Viajando de avião, cruzando o Brasil, olhando de cima para baixo, custa crer que todos aqueles espaços tenham dono. É a prova cabal e definitiva de que a única instituição que deu certo na história do Brasil foi a tal do cartório, prova de que o sistema deu certo para os que chegaram primeiro e conseguiram o carimbo.

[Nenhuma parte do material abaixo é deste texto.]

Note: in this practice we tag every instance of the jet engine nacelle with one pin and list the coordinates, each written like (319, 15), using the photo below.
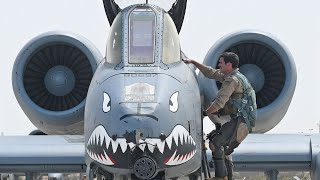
(50, 79)
(267, 64)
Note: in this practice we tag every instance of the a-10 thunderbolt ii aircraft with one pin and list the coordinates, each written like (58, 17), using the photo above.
(140, 107)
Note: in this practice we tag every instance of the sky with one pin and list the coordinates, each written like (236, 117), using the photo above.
(295, 23)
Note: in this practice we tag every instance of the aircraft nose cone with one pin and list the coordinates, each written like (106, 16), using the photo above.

Poucos ousam contrariar tal veredicto. Os traficantes de drogas, sem título de posse, dominam morros e periferias, quando não cidades inteiras. Flanelinhas, menos belicosos, dominam quarteirões. A extorsão não precisa ser violenta, basta ser extorsão, basta apenas ameaçar.
Posse. Essa é a palavra. Sem título. Só com a presença.  E com o sentimento de que, quem paga o pedágio, pode até ser mais poderoso, pode até ganhar mais, pode até comer três vezes por dia e cagar quatro, mas na quinta... Caga de medo!!!

 

O MOTOBOY

Contorcionista do trânsito leva a vida levando coisas valiosas que certamente não serão aquelas que mudarão sua vida. Pelo contrário, estarão felizes o remetente e o destinatário, ou apenas um dos dois, porque essa história de que negócio bom é bom para os dois não explica muito bem o desenrolar da história da humanidade.  Assim como não existe almoço grátis, em qualquer transação alguém come e alguém paga a conta.
Ele, o motoboy, certamente continuará na merda, levando as coisas. Avança sinal, pára (com acento agudo mesmo) em fila dupla, não dá seta, faz tudo errado, de vez em quando é atropelado... e morre, às vezes atropela... e mata.

Motociclista, involuiu da bicicleta, veículo ideal para trabalho e lazer, próprio de cidades avançadas tecnologicamente, que já descobriram que o combustível só causa problemas.
Em tempos de comunicação via satélite, custa crer que o motoboy seja útil para levar um documento. A pergunta principal é por que a preciosidade tem que chegar antes de o expediente fechar, numa correria louca. Deve ser falta de planejamento, podia ter ficado pronto ontem, podia ir de ônibus, seria mais barato e ambientalmente mais correto.

São úteis, sim. Entregam pizzas, claro. E refrigerantes e cervejas, também. Talvez camisinhas para quem esqueceu ou não teve tempo de providenciar esse veículo de controle da natalidade, e de repente a secretária resolveu aceitar aquela cantada que já fazia aniversário, cansada de esperar o aumento prometido e sempre negado pelo chefe-gavião, que foi esperto o suficiente para não ser enquadrado no quesito “assédio sexual”.

Os motoboys são muito úteis também quando entregam remédios delivery, expressão da futura língua pátria que na língua moribunda deveria significar “entrega em domicílio”.
A profissão cresceu tanto que não demora e os engarrafamentos de trânsito, hoje de automóveis, serão protagonizados pelos motoboys.